More dramatic disparities occur in the other two graphs. The graph at the bottom left shows the word "sex" appearing much more frequently in Men's Health than in Women's Health, while the word "beauty" - common in Women's Health - never appears in Men's Health. This can possibly be explained by the fact that "beauty" is a word more commonly used to describe a woman's appearance than a man's (the second definition of "beauty" in the Oxford English Dictionary is "A beautiful woman"). "Sex," however, is not typically a gendered term, and the fact that it appears so much more in Men's Health than in Women's Health suggests that the possibility of sex might be considered by the writers as more of a motivating factor for male weight loss than for female weight loss - the latter might be considered to be more motivated by the possibility of beauty, given the information in this graph.
The upper right graph also shows a sharp disparity between the high incidence of "believe" in Men's Health and its absence in Women's Health, which instead has a high incidence of "want." Turning again to the Oxford English Dictionary, the word "believe" means "Accept that (something) is true, especially without proof," while the word "want" means "Have a desire to possess or do (something); wish for." Thus the language targeted towards men emphasizes accepting without proof, e.g. believe you can lose the weight, while the language targeted towards women emphasizes desiring possession of something, e.g.

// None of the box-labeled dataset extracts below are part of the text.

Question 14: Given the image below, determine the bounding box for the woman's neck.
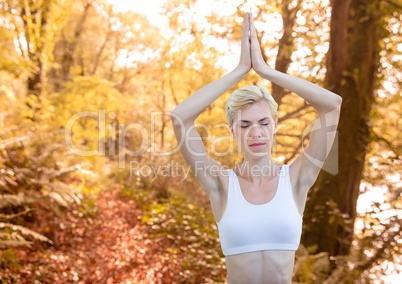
[237,155,278,180]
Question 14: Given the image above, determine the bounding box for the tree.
[302,0,392,256]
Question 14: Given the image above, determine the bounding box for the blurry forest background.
[0,0,402,283]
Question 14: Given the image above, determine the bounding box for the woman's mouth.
[250,142,266,148]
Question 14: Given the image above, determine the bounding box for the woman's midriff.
[226,250,295,284]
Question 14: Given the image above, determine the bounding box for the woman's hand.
[237,13,251,73]
[249,14,268,74]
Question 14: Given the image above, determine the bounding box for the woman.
[171,13,342,284]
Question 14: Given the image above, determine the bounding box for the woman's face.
[232,102,276,156]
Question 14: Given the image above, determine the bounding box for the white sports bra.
[217,165,302,256]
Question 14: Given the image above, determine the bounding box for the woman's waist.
[226,250,295,284]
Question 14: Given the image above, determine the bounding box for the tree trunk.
[302,0,383,256]
[272,0,302,105]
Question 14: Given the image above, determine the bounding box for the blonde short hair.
[226,85,278,125]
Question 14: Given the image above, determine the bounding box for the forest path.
[10,189,174,283]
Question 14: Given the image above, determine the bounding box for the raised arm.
[250,17,342,211]
[170,13,251,197]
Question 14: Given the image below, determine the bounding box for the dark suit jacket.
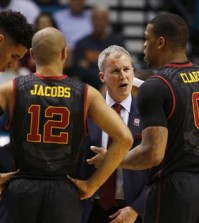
[78,97,148,222]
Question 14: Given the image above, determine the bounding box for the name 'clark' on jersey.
[149,62,199,184]
[10,74,87,176]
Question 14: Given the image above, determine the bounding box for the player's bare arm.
[121,127,168,170]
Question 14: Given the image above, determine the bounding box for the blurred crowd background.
[0,0,199,85]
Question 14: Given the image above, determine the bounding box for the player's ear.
[29,48,35,60]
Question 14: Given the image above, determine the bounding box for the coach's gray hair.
[98,45,132,71]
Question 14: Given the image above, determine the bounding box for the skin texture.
[0,27,133,199]
[92,19,188,170]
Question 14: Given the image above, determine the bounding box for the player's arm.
[0,80,13,113]
[121,80,170,170]
[0,81,18,191]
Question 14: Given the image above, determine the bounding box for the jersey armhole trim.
[151,75,176,120]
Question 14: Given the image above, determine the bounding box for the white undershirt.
[102,92,132,200]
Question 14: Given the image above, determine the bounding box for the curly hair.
[0,10,35,48]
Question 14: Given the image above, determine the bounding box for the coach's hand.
[67,175,95,200]
[86,146,107,168]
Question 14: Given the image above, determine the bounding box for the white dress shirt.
[102,92,132,200]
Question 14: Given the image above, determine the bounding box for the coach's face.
[99,54,134,102]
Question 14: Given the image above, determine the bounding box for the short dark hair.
[0,10,35,48]
[148,13,189,47]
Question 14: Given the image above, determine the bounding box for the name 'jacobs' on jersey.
[30,84,71,98]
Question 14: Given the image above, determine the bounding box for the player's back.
[10,74,86,176]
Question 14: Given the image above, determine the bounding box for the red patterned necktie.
[99,103,122,210]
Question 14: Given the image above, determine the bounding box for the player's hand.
[67,175,95,200]
[0,170,19,194]
[86,146,107,168]
[110,206,138,223]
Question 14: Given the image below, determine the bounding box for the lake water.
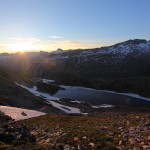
[54,86,150,107]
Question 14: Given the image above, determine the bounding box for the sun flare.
[8,42,40,52]
[9,42,34,52]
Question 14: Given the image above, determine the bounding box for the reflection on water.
[54,86,150,107]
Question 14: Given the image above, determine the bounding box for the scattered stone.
[73,137,79,142]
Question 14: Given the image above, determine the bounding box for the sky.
[0,0,150,53]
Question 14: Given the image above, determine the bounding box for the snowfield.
[0,106,46,121]
[91,104,114,108]
[49,101,81,114]
[16,83,81,114]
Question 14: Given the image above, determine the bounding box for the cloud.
[48,35,63,39]
[43,40,102,50]
[0,37,104,53]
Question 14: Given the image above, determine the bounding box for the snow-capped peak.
[51,48,63,55]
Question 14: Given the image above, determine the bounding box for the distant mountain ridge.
[0,39,150,97]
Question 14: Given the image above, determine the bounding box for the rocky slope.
[0,111,150,150]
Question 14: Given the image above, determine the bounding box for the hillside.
[0,111,150,150]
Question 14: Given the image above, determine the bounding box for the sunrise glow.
[8,42,40,52]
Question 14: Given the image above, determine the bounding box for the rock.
[88,142,95,148]
[142,145,150,150]
[128,138,136,145]
[21,111,27,116]
[73,137,79,142]
[135,116,140,119]
[147,135,150,141]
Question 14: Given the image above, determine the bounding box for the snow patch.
[16,83,81,114]
[49,101,81,114]
[16,83,59,100]
[0,106,46,121]
[91,104,114,108]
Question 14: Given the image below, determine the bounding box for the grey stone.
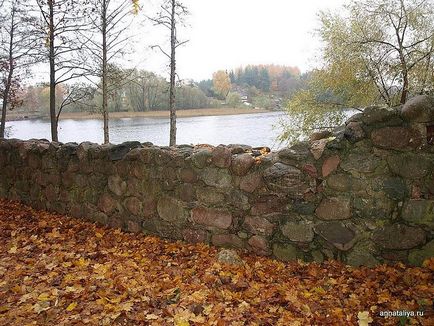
[211,234,244,248]
[157,196,189,224]
[373,224,426,250]
[309,130,332,141]
[362,106,398,125]
[190,149,212,169]
[277,148,309,163]
[387,153,432,179]
[371,127,422,149]
[196,187,225,204]
[408,240,434,266]
[247,235,271,255]
[263,162,309,197]
[108,175,127,196]
[280,222,314,242]
[240,173,262,193]
[217,249,244,265]
[191,207,232,229]
[124,197,142,216]
[200,167,232,188]
[401,95,434,122]
[314,222,355,251]
[231,153,255,176]
[344,121,366,143]
[346,241,379,267]
[273,243,297,261]
[326,174,352,192]
[243,216,274,236]
[383,177,408,200]
[402,199,434,229]
[310,139,328,160]
[108,141,142,161]
[315,197,351,220]
[340,153,381,173]
[211,146,232,168]
[98,193,117,214]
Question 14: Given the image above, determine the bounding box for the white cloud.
[137,0,345,80]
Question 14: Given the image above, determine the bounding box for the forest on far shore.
[12,65,309,116]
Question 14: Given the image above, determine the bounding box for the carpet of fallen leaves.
[0,200,434,326]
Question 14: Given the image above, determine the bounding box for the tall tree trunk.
[0,79,12,138]
[48,0,59,141]
[101,0,110,144]
[0,7,15,138]
[400,70,408,104]
[169,0,176,146]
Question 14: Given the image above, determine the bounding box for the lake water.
[6,112,285,149]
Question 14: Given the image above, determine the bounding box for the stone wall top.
[0,96,434,266]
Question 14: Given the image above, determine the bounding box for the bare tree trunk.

I want a thinner figure.
These four line graphs reveal some of the differences between the weight loss language targeted towards men versus that targeted towards women in 2019. But was gender significant in any of the turn of the century texts?
Unfortunately, none of the HTRC Analytics algorithms directly compare the components of a corpus in this way. And even if they did, the books in the corpus appear to be non-gender specific (with the possible exception of Lose Weight and be Well: The Story of a Stout Woman Now Thin.)

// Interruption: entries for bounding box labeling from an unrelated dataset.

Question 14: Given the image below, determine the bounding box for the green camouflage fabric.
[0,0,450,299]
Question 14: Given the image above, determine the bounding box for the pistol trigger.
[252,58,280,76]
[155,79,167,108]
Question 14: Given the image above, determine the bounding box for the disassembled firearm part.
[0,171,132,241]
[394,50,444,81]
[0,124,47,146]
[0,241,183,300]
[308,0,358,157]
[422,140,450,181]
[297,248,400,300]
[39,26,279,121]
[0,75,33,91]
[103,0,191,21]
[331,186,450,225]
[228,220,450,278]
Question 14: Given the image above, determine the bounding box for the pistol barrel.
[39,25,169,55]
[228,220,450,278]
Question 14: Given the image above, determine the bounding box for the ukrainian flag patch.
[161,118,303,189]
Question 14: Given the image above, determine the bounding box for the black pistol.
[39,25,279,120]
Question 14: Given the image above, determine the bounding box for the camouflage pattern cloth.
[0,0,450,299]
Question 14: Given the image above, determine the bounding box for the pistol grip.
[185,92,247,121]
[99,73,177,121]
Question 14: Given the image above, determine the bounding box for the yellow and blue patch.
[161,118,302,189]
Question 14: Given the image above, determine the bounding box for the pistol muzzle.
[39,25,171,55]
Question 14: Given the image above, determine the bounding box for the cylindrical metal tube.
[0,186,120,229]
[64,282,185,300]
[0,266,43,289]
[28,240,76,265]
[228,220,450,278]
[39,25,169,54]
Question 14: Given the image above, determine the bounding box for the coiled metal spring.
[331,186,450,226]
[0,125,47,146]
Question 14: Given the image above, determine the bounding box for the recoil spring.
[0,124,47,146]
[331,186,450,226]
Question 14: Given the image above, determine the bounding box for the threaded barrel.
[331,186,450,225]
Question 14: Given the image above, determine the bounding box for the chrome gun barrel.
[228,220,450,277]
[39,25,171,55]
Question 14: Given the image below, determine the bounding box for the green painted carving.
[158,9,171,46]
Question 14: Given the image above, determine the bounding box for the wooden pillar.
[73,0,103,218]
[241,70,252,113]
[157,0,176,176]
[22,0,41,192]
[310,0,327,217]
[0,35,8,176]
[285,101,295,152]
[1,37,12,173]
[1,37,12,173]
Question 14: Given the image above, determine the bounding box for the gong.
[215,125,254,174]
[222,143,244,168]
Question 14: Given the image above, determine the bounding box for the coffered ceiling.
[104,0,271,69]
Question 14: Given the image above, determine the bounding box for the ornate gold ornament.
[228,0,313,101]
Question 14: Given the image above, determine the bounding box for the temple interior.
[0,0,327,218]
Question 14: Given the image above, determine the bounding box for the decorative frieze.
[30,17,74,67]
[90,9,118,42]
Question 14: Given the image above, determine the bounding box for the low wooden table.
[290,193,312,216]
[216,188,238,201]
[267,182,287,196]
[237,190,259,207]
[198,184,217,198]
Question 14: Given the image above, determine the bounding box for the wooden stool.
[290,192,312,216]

However, the InPho Topic Modeler might allow for some examination of gender. These topic sets provide "both a predictive model of future text and a latent topic representation of the corpus" (Chang, 1). In other words, looking at this list of sets can give the reader a quick sense of what topics this collection of texts covers and how it covers them. From this we might infer that looking at the words bundled with gender terms could allow us to make some assumptions about the language associated with those genders.
Woman:
Topic 18: age, medium, ounces, dieting, hips, minutes, woman, another, neck, rest
Topic 37: woman, tea, old, left, double, average, cucumbers, habit, beauty, four
Men:
Topic 10: egg, lemon, pineapple, table, always, half, about, men, make, wish
Topic 43: method, form, onehalf, cover, prunes, men, side, information, vance
"Woman" appears with age terms ("age," "old") as well as body parts ('hips," "neck") and size-associated terms ("dieting," "ounces," "medium"). As in the Trends graph of Women's Health, the word "beauty" is also associated with women.
"Men" appears most often with fruits ("lemon," "pineapple," "prunes") and scholarly terms ("method," "information"). The word "wish" is also associated with men, which mirrors the word "believe" that shows up in the Men's Health Trends graph.
While the commonalities with the Trends graphs are particularly suggestive, further investigation suggests that meaning-making analysis of topic models should be approached with caution. For example, according to the HTRC Analytics token count the word "man" appears 143 times while the word "woman" appears 123, yet "woman" appears a couple times in the topic model and "man" does not appear at all, only "men." Given this, it is possible that the words chosen and bundled tell us more about the algorithm itself than they do about the texts in the corpus.